AdSense per la ricerca (AFS) è uno strumento, messo a disposizione degli editori dall’azienda guidata da Sundar Pichai, per monetizzare le interrogazioni effettuati dagli utenti all’interno dei siti Web. In altre parole, Google fornisce un motore di ricerca interno per il sito i cui risultati sono arricchiti con l’aggiunta di riferimenti pubblicitari e link commerciali a risorse esterne.
Secondo la tesi della Commissione Europea, sempre contestata da Google, l’azienda di Mountain View non avrebbe messo i concorrenti nelle condizioni di partecipare ad Adsense per la ricerca, macchiandosi di una violazione delle norme antitrust UE.

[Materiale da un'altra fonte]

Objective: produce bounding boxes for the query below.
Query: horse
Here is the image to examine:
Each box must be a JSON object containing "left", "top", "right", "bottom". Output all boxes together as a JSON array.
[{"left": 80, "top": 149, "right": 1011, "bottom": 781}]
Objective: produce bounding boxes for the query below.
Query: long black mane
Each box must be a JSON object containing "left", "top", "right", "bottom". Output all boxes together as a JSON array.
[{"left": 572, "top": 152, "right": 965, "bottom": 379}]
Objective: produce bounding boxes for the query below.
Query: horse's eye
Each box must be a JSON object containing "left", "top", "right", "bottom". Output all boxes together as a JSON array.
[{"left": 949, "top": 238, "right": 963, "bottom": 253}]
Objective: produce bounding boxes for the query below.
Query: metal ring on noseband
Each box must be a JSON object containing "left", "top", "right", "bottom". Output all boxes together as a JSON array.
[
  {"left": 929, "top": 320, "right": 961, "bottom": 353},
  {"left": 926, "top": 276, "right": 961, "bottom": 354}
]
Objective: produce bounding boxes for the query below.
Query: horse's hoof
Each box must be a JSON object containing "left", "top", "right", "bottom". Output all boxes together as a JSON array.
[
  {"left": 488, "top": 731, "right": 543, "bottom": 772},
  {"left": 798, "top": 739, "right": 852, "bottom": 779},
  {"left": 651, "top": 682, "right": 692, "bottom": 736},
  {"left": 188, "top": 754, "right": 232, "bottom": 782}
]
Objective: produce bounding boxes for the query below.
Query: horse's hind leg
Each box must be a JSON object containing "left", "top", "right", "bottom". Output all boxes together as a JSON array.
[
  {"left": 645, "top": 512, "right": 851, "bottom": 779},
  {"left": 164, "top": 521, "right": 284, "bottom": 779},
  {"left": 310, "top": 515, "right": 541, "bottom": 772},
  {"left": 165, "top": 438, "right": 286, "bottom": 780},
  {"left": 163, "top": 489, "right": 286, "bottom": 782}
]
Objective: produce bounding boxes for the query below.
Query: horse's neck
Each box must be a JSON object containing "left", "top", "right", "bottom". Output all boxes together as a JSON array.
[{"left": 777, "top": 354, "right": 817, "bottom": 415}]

La Corte di Giustizia annulla la sanzione a Google e smonta le conclusioni della Commissione Europea
Come si legge in una nota appena diramata, i togati della Corte di Giustizia dell’Unione Europea hanno avallato buona parte delle contestazioni mosse nei confronti di Google da parte della Commissione ma hanno annullato l’onerosa sanzione pecuniaria chiarendo che le clausole oggetto di contestazione non erano tali da dissuadere gli editori dall’utilizzare piattaforme pubblicitarie concorrenti. Inoltre, il fatto che queste clausole fossero applicate per un periodo limitato, ha ulteriormente ridotto il loro impatto sul mercato.
Google ha accolto con favore la decisione del tribunale, affermando che il caso in questione riguarda un sottoinsieme molto ristretto di annunci testuali mostrati su un numero limitato di siti Web. “Abbiamo modificato i nostri contratti nel 2016, prima ancora della decisione della Commissione, per rimuovere le clausole contestate. Siamo soddisfatti che la Corte abbia riconosciuto gli errori nella decisione originale e abbia annullato la multa“.
La Commissione aveva fatto le pulci su tre clausole dei vecchi contratti relativi all’utilizzo del servizio Adsense per la ricerca. La prima clausola impediva agli editori di utilizzare piattaforme pubblicitarie concorrenti per mostrare annunci accanto ai risultati di ricerca. Successivamente, Google ha sostituito questo divieto con un’altra clausola contrattuale che ha suscitato analoghe preoccupazioni sul piano dell’antitrust: obbligava infatti le aziende a generare un minimo di inserzioni pubblicitarie attraverso i suoi servizi. La terza clausola permetteva a Google di esercitare un veto su come gli editori visualizzavano gli annunci nei risultati di ricerca.
In effetti, però, Google è intervenuta sul contenuto dei contratti e, complessivamente, Adsense per la ricerca è ad oggi utilizzato da un numero piuttosto limitato di siti Web.
La Commissione ha la possibilità di appellare la decisione presentando un’istanza di riesame nell’ultimo grado di giudizio.